Osteopaths in the UK practise primarily in the independent sector, usually without teams and employers. In this context, the GOsC seeks to understand the most effective ways for a regulator to influence practice in accordance with standards, maintain and enhance the quality of care and patient safety, and provide assurance of continuing fitness to practise.

A collaborative study – Exploring and explaining the dynamics of osteopathic regulation, professionalism and compliance with standards in practice – published in February 2015, will help the GOsC identify the regulatory activities that are most effective in ensuring patient safety and enhancing the quality of care.

In 2020, Professor Gerry McGivern and colleagues undertook some follow up work with the Osteopathic Regulation Survey 2020 which aimed to build on these findings. This new piece of research used a mixture of questions from the original research plus some additional questions designed to develop understanding around compliance with regulation and the embedding and embodying of the Osteopathic Practice Standards. The findings demonstrated the impact of our regulatory activities over the past five years and have informed our communications strategy and approach for 2021 to 2024. Further discussion is anticipated later in 2021 through dissemination workshops and discussion groups. Further detail can be found on page 8 in the final issue of The Osteopath magazine, published in February 2021.

Common classification of complaints and concerns

The GOsC, the Institute of Osteopathy and the providers of osteopathic indemnity insurance have been undertaking a collaborative data collection initiative since 2013, with the aim of better understanding the nature and frequency of concerns raised about osteopaths and osteopathic services.

The participating organisations have developed a common system for classifying concerns, and apply this classification routinely in their case management. The organisations’ aggregate figures are pooled annually and independently analysed by the National Council for Osteopathic Research.

Data collected under this initiative are being used to inform osteopathic education and training, and to shape targeted information and guidance for osteopaths, patients and educators. You can read the latest report here.
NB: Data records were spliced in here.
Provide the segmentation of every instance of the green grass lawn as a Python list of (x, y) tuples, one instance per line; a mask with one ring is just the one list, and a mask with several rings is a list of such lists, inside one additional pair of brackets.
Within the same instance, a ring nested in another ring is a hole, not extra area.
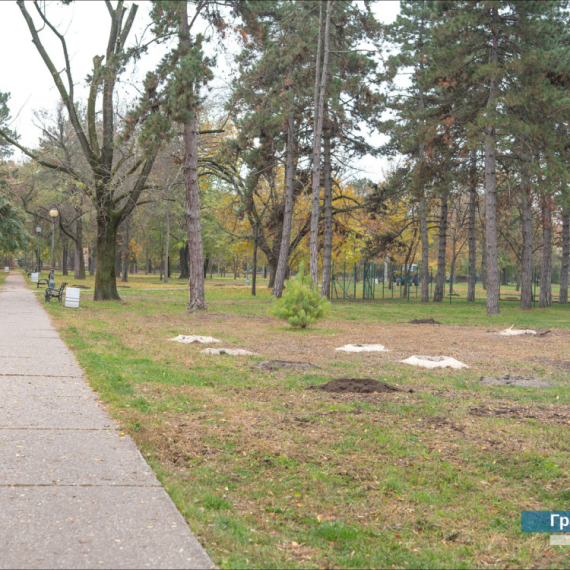
[[(328, 319), (294, 331), (268, 316), (263, 282), (252, 298), (243, 279), (208, 280), (209, 310), (197, 315), (186, 314), (186, 286), (175, 278), (130, 276), (120, 285), (121, 303), (94, 303), (91, 289), (79, 310), (47, 308), (218, 566), (570, 565), (564, 547), (520, 531), (522, 510), (565, 510), (570, 498), (570, 307), (521, 312), (504, 301), (501, 316), (489, 318), (483, 292), (468, 304), (458, 286), (452, 304), (336, 302)], [(444, 326), (407, 324), (426, 317)], [(512, 324), (554, 330), (540, 339), (487, 332)], [(207, 356), (203, 346), (168, 341), (178, 334), (256, 355)], [(368, 340), (390, 352), (334, 350)], [(400, 363), (436, 353), (470, 369)], [(319, 368), (255, 367), (270, 358)], [(553, 387), (478, 381), (506, 371)], [(307, 390), (338, 377), (403, 391)]]

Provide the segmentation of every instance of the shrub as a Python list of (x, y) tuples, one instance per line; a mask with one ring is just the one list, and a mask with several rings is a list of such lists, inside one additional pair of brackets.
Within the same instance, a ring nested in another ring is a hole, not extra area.
[(330, 305), (326, 297), (319, 295), (310, 275), (305, 275), (305, 265), (301, 263), (299, 273), (289, 279), (283, 297), (273, 299), (271, 312), (292, 327), (304, 329), (325, 317)]

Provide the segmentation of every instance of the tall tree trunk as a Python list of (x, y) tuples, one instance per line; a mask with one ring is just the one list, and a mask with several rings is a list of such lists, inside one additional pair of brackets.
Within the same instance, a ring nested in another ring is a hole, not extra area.
[[(259, 223), (259, 222), (257, 222)], [(255, 286), (257, 284), (257, 240), (258, 240), (258, 225), (255, 225), (255, 231), (253, 233), (253, 271), (251, 273), (251, 294), (255, 297)]]
[(477, 151), (471, 151), (471, 169), (469, 171), (469, 277), (467, 279), (467, 301), (475, 301), (475, 276), (477, 274)]
[[(323, 43), (323, 67), (320, 68), (321, 36), (322, 31), (322, 8), (319, 21), (319, 43), (317, 49), (317, 65), (315, 74), (315, 126), (313, 145), (313, 196), (311, 208), (311, 234), (309, 239), (310, 273), (311, 279), (318, 285), (319, 281), (319, 214), (320, 214), (320, 190), (321, 190), (321, 136), (323, 131), (323, 114), (325, 107), (325, 91), (327, 86), (327, 73), (329, 63), (329, 30), (331, 20), (332, 2), (326, 3), (326, 23)], [(319, 74), (320, 72), (320, 74)], [(320, 75), (320, 76), (319, 76)]]
[(447, 251), (447, 194), (441, 197), (441, 213), (439, 218), (439, 252), (437, 256), (437, 274), (433, 291), (434, 303), (443, 301), (443, 287), (445, 284), (445, 254)]
[(65, 240), (65, 242), (63, 244), (63, 253), (61, 254), (61, 273), (62, 273), (62, 275), (69, 275), (69, 272), (67, 270), (67, 256), (68, 256), (67, 240)]
[[(179, 44), (183, 52), (190, 50), (188, 5), (183, 3), (179, 26)], [(198, 117), (191, 109), (192, 119), (184, 125), (184, 183), (186, 186), (186, 229), (190, 252), (188, 310), (206, 309), (204, 291), (204, 250), (200, 221), (200, 184), (198, 180)]]
[[(491, 8), (493, 19), (491, 63), (497, 66), (499, 53), (498, 8)], [(487, 246), (487, 315), (498, 316), (499, 308), (499, 251), (497, 231), (497, 173), (496, 173), (496, 133), (493, 115), (497, 101), (498, 78), (491, 77), (487, 113), (490, 123), (485, 127), (485, 232)]]
[(123, 226), (123, 254), (122, 254), (122, 275), (121, 283), (129, 282), (129, 218), (125, 220)]
[(188, 310), (206, 309), (204, 291), (204, 251), (200, 222), (200, 186), (198, 181), (198, 133), (196, 114), (189, 125), (184, 125), (186, 227), (190, 252)]
[(485, 232), (481, 240), (481, 285), (483, 291), (487, 291), (487, 242), (485, 240)]
[(552, 307), (552, 198), (542, 200), (542, 264), (540, 267), (540, 297), (538, 305)]
[(532, 308), (532, 205), (528, 155), (521, 154), (521, 309)]
[(560, 264), (560, 299), (561, 305), (568, 304), (568, 281), (570, 276), (570, 209), (562, 211), (562, 260)]
[(73, 257), (75, 259), (73, 276), (75, 279), (85, 279), (85, 260), (83, 259), (83, 220), (75, 220), (75, 240), (73, 240)]
[[(115, 273), (118, 216), (97, 218), (97, 257), (92, 263), (95, 271), (94, 301), (120, 301)], [(95, 265), (96, 264), (96, 265)]]
[(166, 238), (164, 244), (164, 282), (168, 283), (168, 269), (169, 269), (169, 256), (168, 252), (170, 250), (170, 211), (168, 205), (166, 206)]
[[(422, 18), (420, 23), (420, 36), (418, 40), (418, 51), (423, 54), (424, 47), (424, 25), (425, 21)], [(424, 64), (423, 58), (420, 57), (420, 69), (423, 71)], [(423, 114), (425, 111), (425, 101), (424, 101), (424, 91), (423, 88), (419, 87), (418, 90), (418, 111)], [(422, 125), (423, 127), (423, 125)], [(422, 303), (429, 303), (429, 235), (427, 228), (427, 198), (426, 198), (426, 188), (423, 183), (423, 162), (425, 157), (426, 145), (422, 141), (419, 147), (418, 159), (420, 163), (420, 176), (421, 176), (421, 188), (420, 188), (420, 238), (422, 240), (422, 275), (421, 275), (421, 301)]]
[(285, 160), (285, 209), (283, 212), (283, 230), (281, 232), (281, 247), (279, 261), (275, 272), (272, 295), (278, 299), (283, 295), (285, 272), (289, 262), (289, 245), (291, 242), (291, 222), (293, 219), (293, 184), (295, 174), (295, 109), (293, 105), (287, 121), (287, 157)]
[(188, 242), (184, 247), (180, 248), (180, 279), (188, 279), (190, 273), (188, 270)]
[[(267, 264), (269, 265), (269, 284), (268, 289), (273, 289), (275, 285), (275, 276), (277, 274), (277, 257), (274, 255), (267, 256)], [(285, 279), (287, 279), (287, 268), (285, 268)]]
[(324, 130), (324, 154), (323, 176), (325, 188), (325, 227), (323, 231), (323, 278), (321, 295), (330, 299), (331, 295), (331, 270), (332, 270), (332, 246), (333, 246), (333, 212), (332, 212), (332, 165), (331, 165), (331, 136), (332, 125), (327, 120)]

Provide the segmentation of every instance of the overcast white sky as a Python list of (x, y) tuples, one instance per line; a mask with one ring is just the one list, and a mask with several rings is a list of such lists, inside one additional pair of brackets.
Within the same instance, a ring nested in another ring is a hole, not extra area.
[[(32, 2), (26, 4), (29, 12), (36, 13)], [(113, 4), (116, 2), (113, 1)], [(126, 3), (127, 6), (131, 4), (131, 2)], [(131, 40), (135, 36), (139, 38), (143, 36), (144, 30), (150, 23), (150, 2), (143, 0), (138, 2), (138, 5), (139, 10), (131, 32)], [(86, 75), (92, 70), (93, 56), (105, 53), (105, 38), (109, 25), (109, 13), (105, 3), (102, 0), (83, 0), (72, 2), (70, 6), (62, 6), (60, 2), (46, 1), (46, 6), (52, 21), (58, 25), (60, 32), (65, 34), (74, 69), (74, 83), (77, 84), (77, 89), (81, 89), (85, 85)], [(391, 22), (399, 11), (399, 1), (377, 0), (374, 3), (374, 11), (380, 20)], [(59, 54), (60, 46), (57, 40), (52, 39), (53, 37), (49, 30), (42, 33), (42, 39), (49, 53)], [(148, 39), (151, 37), (148, 31), (146, 37)], [(124, 79), (132, 80), (133, 84), (136, 84), (137, 79), (144, 77), (144, 74), (156, 65), (163, 53), (162, 49), (160, 47), (151, 49)], [(24, 145), (33, 147), (40, 135), (39, 129), (34, 124), (37, 123), (34, 112), (55, 109), (59, 95), (32, 44), (30, 32), (14, 1), (0, 2), (0, 53), (2, 54), (0, 91), (11, 94), (12, 128), (20, 134)], [(60, 59), (56, 63), (56, 65), (59, 63), (58, 69), (63, 68), (62, 61), (63, 59)], [(218, 81), (229, 81), (232, 70), (228, 65), (228, 58), (219, 57), (219, 62), (223, 72), (217, 74)], [(127, 86), (124, 89), (126, 90)], [(18, 158), (19, 153), (15, 157)], [(371, 176), (377, 174), (379, 166), (378, 161), (372, 159), (364, 159), (360, 164), (360, 167)]]

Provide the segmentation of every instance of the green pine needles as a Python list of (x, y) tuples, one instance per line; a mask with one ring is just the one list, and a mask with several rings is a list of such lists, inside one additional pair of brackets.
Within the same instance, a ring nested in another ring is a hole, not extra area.
[(302, 329), (326, 317), (331, 304), (326, 297), (320, 297), (310, 275), (305, 275), (305, 264), (299, 265), (299, 272), (287, 283), (281, 299), (273, 299), (271, 313), (286, 320), (292, 327)]

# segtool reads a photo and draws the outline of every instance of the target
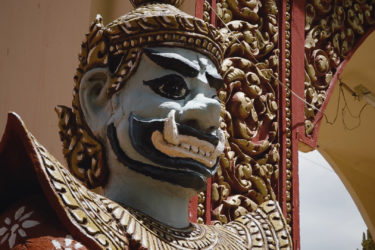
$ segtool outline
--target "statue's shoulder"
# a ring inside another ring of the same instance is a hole
[[[0,171],[1,249],[35,237],[43,238],[38,244],[48,246],[51,238],[62,248],[64,240],[76,240],[81,249],[129,245],[109,211],[119,205],[79,183],[15,113],[9,113],[0,142]]]
[[[82,185],[13,113],[0,143],[0,168],[0,248],[26,240],[32,245],[36,238],[36,246],[69,243],[79,249],[288,249],[291,244],[272,201],[225,225],[181,230],[124,208]]]

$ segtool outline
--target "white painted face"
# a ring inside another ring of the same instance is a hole
[[[93,133],[127,167],[201,190],[223,151],[213,62],[180,48],[145,49],[136,72],[106,99],[108,71],[82,79],[80,102]],[[96,86],[96,87],[95,87]]]

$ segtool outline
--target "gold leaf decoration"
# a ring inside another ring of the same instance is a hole
[[[218,96],[228,141],[213,179],[212,218],[227,223],[276,199],[278,26],[275,1],[221,0],[217,7],[227,23]]]

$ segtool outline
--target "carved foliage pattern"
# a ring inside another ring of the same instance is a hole
[[[228,142],[213,180],[212,218],[227,222],[276,199],[278,11],[275,1],[221,0],[217,7],[227,23],[221,30],[225,86],[218,96]]]
[[[337,67],[375,25],[375,1],[309,0],[305,10],[305,98],[320,109]],[[317,112],[305,105],[307,135]]]

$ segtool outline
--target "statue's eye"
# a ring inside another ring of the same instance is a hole
[[[148,85],[158,95],[173,100],[184,99],[190,92],[184,79],[176,74],[143,81],[143,84]]]

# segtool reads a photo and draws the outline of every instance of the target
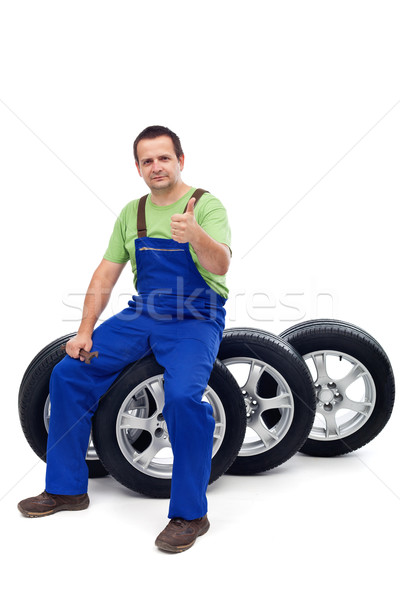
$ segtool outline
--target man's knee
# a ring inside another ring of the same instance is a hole
[[[174,416],[181,418],[184,416],[194,416],[205,410],[203,402],[204,389],[201,385],[179,385],[165,388],[165,406],[164,416]]]
[[[64,384],[68,381],[73,381],[79,377],[81,370],[81,361],[70,356],[65,356],[59,363],[56,364],[51,372],[50,385]]]

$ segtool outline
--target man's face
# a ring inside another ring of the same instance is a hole
[[[137,170],[151,190],[172,189],[181,181],[184,157],[177,158],[172,140],[167,135],[140,140],[137,155]]]

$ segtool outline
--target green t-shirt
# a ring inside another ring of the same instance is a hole
[[[149,237],[171,239],[171,217],[176,213],[183,213],[185,206],[192,197],[196,188],[191,188],[182,198],[168,206],[157,206],[151,201],[151,194],[146,202],[146,226]],[[132,200],[123,209],[115,222],[107,251],[106,260],[115,263],[125,263],[130,260],[134,276],[134,285],[137,283],[137,268],[135,256],[135,239],[137,238],[137,210],[139,199]],[[196,203],[194,214],[197,223],[217,242],[226,244],[230,249],[231,230],[229,227],[226,210],[220,200],[212,194],[204,194]],[[225,275],[215,275],[204,269],[192,246],[189,244],[193,261],[200,275],[208,285],[224,298],[228,297]],[[232,254],[232,251],[231,251]]]

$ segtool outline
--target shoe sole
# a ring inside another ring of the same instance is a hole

Understanding how osteopaths practise

To produce a snapshot of current osteopathic practice, KPMG surveyed a stratified sample of  UK osteopaths in 2011 for the GOsC, achieving a 28% response rate. You can read KPMG’s report How do osteopaths practise? here.

Standardised data collection project

A project to develop and pilot a research tool that would enable osteopaths to collect, share and compare patient data, funded by the GOsC and led by the National Council for Osteopathic Research between 2008-2010, helped to profile current osteopathic practice in the UK. You can read the final report here.

Osteopathy students’ preparedness to practise

As part of our statutory duty to promote high standards of education, in 2011 we commissioned a research project to help us understand how prepared graduates of osteopathy training courses are for practice. Our aim was to find out whether further support is required to help osteopaths make the transition from student to practitioner in order to ensure that patients continually receive a high standard of care.

The research was carried out by Professor Della Freeth and a team from Barts and the London School of Medicine and Dentistry, Queen Mary University of London, who have experience of doing similar work for other healthcare professions. The final report was published in August 2012.

Adverse events

It is a patient’s right to be made as fully aware as possible of any known risks associated with a healthcare intervention, before consenting to treatment. To gain a better understanding of any potential risk that may be associated with osteopathic care, four interlinked research projects were funded by the GOsC. The resulting reports, published between 2009 and 2013, are available on the Adverse events studies page.